Symetrique Decision-Grade Evidence
All Blogs Real-World Data

Real-World Data

A practitioner's framework for choosing the right RWD provider — covering population coverage, clinical depth, therapeutic fit, governance, and total cost of ownership.

Choosing the Right Real-World Data Provider: Why Most Selection Processes Fail

The real-world data market has never been more crowded. IQVIA, Symphony Health, Komodo Health, Optum Life Sciences, HealthVerity, Flatiron Health, Definitive Healthcare, Datavant, TriNetX, PurpleLab, Truveta, Forian, Quest Diagnostics, LabCorp — the list of providers grows every year, each claiming broad coverage, deep longitudinal data, and the analytics capabilities to answer whatever question you bring.

For a pharma or healthcare organization trying to make a sound data decision, the landscape is genuinely difficult to navigate.

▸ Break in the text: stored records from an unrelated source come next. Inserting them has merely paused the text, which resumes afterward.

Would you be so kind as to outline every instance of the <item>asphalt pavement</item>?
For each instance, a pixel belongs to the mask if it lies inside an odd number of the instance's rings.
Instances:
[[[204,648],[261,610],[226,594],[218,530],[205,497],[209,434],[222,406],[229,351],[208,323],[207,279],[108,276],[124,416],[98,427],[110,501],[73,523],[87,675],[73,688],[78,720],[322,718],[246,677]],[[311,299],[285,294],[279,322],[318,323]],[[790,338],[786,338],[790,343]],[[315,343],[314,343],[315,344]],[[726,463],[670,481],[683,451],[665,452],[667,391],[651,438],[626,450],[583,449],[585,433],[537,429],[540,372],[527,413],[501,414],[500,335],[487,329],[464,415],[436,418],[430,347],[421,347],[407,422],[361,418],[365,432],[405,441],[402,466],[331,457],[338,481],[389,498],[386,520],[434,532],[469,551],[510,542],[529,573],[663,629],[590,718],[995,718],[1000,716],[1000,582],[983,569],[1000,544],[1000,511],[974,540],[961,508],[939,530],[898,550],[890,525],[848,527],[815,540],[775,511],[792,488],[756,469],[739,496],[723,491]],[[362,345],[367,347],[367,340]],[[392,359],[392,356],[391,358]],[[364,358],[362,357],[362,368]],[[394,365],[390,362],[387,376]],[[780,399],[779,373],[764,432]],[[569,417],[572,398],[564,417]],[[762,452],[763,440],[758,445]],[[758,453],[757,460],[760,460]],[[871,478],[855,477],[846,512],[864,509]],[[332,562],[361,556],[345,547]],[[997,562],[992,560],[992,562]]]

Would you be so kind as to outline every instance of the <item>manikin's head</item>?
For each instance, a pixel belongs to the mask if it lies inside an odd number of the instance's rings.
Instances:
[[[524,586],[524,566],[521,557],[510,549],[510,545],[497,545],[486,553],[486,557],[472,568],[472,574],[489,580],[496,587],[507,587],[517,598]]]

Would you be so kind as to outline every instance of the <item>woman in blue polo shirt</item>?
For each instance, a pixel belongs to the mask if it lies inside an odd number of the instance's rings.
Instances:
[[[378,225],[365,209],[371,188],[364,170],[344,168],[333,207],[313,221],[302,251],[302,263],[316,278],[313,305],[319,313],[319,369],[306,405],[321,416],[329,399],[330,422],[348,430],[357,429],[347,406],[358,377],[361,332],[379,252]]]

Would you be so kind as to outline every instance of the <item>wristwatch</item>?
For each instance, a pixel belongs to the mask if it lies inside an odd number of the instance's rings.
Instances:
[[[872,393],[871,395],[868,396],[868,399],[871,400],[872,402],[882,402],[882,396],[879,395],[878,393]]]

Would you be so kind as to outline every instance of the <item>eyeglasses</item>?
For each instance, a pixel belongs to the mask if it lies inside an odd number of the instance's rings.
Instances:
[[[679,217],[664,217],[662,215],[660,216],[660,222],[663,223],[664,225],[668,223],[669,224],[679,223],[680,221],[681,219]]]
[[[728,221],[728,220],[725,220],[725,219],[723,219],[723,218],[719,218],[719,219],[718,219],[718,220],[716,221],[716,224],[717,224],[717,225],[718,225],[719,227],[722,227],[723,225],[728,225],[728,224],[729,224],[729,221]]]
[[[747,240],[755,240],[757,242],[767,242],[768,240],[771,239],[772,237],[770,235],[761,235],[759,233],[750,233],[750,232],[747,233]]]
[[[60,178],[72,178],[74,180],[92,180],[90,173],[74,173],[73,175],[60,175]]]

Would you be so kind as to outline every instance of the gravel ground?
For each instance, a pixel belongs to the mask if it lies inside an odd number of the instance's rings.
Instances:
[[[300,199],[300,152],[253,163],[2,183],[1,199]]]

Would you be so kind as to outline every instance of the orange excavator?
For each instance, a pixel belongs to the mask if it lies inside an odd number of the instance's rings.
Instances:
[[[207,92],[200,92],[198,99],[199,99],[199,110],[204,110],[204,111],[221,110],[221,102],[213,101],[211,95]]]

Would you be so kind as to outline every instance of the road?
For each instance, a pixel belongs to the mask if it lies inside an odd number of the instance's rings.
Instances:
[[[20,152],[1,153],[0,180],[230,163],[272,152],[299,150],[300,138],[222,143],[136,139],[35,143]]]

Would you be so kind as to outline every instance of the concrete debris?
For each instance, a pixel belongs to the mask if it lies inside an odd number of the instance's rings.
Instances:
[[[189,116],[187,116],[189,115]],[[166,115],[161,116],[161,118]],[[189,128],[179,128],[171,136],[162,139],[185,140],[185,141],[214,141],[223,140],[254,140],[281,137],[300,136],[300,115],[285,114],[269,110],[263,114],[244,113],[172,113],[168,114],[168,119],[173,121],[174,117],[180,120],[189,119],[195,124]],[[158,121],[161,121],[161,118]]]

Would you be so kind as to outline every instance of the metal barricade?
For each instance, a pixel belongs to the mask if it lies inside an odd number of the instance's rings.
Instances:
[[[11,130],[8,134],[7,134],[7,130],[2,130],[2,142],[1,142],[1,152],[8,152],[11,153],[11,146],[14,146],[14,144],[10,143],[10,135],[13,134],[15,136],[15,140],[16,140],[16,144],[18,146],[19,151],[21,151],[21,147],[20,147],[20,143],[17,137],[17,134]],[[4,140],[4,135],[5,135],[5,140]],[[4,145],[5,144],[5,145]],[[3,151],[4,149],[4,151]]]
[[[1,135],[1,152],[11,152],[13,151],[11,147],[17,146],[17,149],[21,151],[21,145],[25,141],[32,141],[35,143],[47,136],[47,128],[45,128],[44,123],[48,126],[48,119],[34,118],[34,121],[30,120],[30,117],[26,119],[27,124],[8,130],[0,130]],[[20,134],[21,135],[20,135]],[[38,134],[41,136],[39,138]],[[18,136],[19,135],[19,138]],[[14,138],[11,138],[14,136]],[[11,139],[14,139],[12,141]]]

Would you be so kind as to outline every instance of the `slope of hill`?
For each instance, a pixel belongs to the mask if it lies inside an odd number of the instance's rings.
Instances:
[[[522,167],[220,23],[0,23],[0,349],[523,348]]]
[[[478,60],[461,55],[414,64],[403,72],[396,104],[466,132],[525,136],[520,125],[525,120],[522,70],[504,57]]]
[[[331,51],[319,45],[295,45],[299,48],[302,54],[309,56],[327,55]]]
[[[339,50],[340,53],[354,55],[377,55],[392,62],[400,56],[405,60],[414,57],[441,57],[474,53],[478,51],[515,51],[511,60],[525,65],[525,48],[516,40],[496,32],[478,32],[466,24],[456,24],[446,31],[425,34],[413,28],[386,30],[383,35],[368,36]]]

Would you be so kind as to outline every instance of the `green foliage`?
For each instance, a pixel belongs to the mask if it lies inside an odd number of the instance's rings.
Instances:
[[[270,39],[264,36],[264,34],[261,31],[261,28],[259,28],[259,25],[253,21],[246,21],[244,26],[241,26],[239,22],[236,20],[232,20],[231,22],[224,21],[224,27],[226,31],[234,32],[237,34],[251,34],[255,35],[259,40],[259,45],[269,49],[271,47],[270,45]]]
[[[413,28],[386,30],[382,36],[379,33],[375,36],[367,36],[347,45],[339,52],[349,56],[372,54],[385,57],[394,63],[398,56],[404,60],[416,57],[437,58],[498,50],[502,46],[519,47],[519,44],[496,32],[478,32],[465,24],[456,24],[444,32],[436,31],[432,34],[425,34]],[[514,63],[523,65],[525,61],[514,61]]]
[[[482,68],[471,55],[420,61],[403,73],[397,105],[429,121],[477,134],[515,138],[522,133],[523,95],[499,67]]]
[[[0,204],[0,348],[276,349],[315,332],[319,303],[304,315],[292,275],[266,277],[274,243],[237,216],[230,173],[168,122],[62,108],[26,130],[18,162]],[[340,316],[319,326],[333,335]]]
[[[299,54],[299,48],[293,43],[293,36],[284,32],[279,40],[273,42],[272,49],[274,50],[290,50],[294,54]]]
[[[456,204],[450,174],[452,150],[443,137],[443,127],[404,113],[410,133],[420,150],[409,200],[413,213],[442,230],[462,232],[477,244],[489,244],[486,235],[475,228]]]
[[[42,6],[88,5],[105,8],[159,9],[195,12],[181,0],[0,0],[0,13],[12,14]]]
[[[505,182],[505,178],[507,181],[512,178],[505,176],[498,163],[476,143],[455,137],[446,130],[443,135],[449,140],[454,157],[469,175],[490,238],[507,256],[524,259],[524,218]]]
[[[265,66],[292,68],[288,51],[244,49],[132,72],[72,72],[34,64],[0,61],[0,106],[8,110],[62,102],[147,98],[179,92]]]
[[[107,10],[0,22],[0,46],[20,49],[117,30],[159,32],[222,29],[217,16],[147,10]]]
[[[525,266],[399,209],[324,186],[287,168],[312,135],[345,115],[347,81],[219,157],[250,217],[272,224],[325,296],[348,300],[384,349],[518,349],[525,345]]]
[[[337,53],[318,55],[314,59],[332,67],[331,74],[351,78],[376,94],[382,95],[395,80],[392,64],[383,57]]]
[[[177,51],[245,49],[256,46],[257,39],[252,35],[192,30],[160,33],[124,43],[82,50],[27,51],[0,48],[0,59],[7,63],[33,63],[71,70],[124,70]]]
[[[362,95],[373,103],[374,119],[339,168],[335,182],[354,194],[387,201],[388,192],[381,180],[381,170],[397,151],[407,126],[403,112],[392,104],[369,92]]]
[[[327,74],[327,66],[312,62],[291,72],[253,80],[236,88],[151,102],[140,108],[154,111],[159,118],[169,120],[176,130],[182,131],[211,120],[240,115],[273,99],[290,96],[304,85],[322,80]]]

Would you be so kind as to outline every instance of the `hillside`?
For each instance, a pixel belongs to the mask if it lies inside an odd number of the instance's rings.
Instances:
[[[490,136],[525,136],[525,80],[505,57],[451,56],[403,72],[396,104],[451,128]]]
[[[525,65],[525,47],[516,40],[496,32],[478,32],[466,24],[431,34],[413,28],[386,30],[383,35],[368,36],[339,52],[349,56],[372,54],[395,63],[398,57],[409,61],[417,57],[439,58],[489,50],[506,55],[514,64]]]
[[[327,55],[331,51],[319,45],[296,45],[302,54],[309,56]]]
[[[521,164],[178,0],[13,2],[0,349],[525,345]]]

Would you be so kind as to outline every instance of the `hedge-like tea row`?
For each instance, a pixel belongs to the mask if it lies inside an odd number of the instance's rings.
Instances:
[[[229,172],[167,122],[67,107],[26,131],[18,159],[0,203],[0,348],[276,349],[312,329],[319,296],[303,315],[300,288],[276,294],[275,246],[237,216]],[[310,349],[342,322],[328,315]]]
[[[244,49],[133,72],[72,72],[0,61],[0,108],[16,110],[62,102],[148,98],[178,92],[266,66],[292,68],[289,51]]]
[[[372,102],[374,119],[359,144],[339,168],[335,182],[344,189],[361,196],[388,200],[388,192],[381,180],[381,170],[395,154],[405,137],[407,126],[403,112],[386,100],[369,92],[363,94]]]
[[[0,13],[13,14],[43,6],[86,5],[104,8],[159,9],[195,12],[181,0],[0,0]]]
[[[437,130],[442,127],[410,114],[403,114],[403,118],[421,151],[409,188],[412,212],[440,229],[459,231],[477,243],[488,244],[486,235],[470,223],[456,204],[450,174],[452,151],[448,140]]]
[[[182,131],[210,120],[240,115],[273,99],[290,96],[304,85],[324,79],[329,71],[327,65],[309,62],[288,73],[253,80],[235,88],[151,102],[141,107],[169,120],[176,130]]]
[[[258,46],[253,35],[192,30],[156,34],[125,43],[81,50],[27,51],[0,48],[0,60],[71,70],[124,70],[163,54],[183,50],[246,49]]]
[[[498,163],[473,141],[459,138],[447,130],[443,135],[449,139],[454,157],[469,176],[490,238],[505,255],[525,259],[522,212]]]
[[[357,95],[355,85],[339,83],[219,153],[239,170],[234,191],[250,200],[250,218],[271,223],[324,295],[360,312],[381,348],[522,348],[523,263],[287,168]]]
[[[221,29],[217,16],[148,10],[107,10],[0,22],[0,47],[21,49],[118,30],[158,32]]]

This confusion is not accidental. Most RWD providers market to the broadest possible audience, which obscures the fact that every data asset has structural strengths and structural limitations. A provider that is ideal for oncology outcomes research may be poorly suited for rare disease patient identification. A dataset that gives you comprehensive commercial claims coverage will have significant gaps in Medicaid populations. A platform that excels at longitudinal patient journey mapping may have weak site-of-care detail.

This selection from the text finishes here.